The shareholder group acted quickly to make its intentions known, with a representative of Oppenheimer moving to motion within the first ten minutes for the competing slate of directors, who were also present at the meeting. A representative at D.E. Shaw seconded the motion. The company approved it, and ballots were quickly handed out to people who wanted to vote for the dissidents' candidates.

To win, the shareholders only needed one vote more than management, an effort boosted by widespread recommendations to withhold votes for some of management's sitting directors, mainly over concerns of backdating.

Fewer than 100 shareholders were admitted to the meeting, which took place at New York's Hotel Gansevoort. The meeting was brief and orderly, lasting only a half hour. It was presided over by Take-Two general counsel Seth Krauss, who warned in his introductory remarks that "derogatory references" and "disruptive" behavior could result in removal from the meeting.

The new board consists of Michael Dornemann, John Levy, Jon Moses, Michael James Sheresky, and Messrs. Zelnick, Feder and Brown.

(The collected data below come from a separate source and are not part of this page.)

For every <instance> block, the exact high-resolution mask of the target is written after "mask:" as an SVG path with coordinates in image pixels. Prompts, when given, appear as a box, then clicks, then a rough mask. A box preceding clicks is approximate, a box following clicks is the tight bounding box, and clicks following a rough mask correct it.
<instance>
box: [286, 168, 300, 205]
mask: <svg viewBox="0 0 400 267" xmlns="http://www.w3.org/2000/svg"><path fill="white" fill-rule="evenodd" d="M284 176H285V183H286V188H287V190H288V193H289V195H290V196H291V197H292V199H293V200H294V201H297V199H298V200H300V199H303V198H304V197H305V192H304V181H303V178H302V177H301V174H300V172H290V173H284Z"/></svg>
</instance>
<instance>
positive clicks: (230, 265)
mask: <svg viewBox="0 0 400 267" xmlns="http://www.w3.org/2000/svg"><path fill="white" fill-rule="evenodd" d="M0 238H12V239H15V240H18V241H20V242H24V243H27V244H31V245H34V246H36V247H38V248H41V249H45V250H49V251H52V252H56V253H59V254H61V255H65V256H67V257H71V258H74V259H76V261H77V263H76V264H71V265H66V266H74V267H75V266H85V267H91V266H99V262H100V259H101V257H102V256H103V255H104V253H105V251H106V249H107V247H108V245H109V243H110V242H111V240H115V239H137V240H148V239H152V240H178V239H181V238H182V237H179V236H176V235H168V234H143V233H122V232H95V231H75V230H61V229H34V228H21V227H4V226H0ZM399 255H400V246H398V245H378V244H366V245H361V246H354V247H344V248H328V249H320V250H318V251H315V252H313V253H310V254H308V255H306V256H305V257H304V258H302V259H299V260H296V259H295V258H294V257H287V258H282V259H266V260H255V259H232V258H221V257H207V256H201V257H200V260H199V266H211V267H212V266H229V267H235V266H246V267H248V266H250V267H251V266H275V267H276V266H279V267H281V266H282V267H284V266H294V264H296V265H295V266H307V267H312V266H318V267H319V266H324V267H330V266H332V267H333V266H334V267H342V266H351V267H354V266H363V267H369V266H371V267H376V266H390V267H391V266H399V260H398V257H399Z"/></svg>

Mr. Zelnick and his partners at ZelnickMedia have led several operational turnarounds in the media business, including Columbia Music Entertainment of Japan and Time-Life, the company said in a news release. Prior to founding ZelnickMedia in 2001, Mr. Zelnick held a number of media industry positions, including president and chief executive of BMG Entertainment and president and chief operating officer of 20th Century Fox.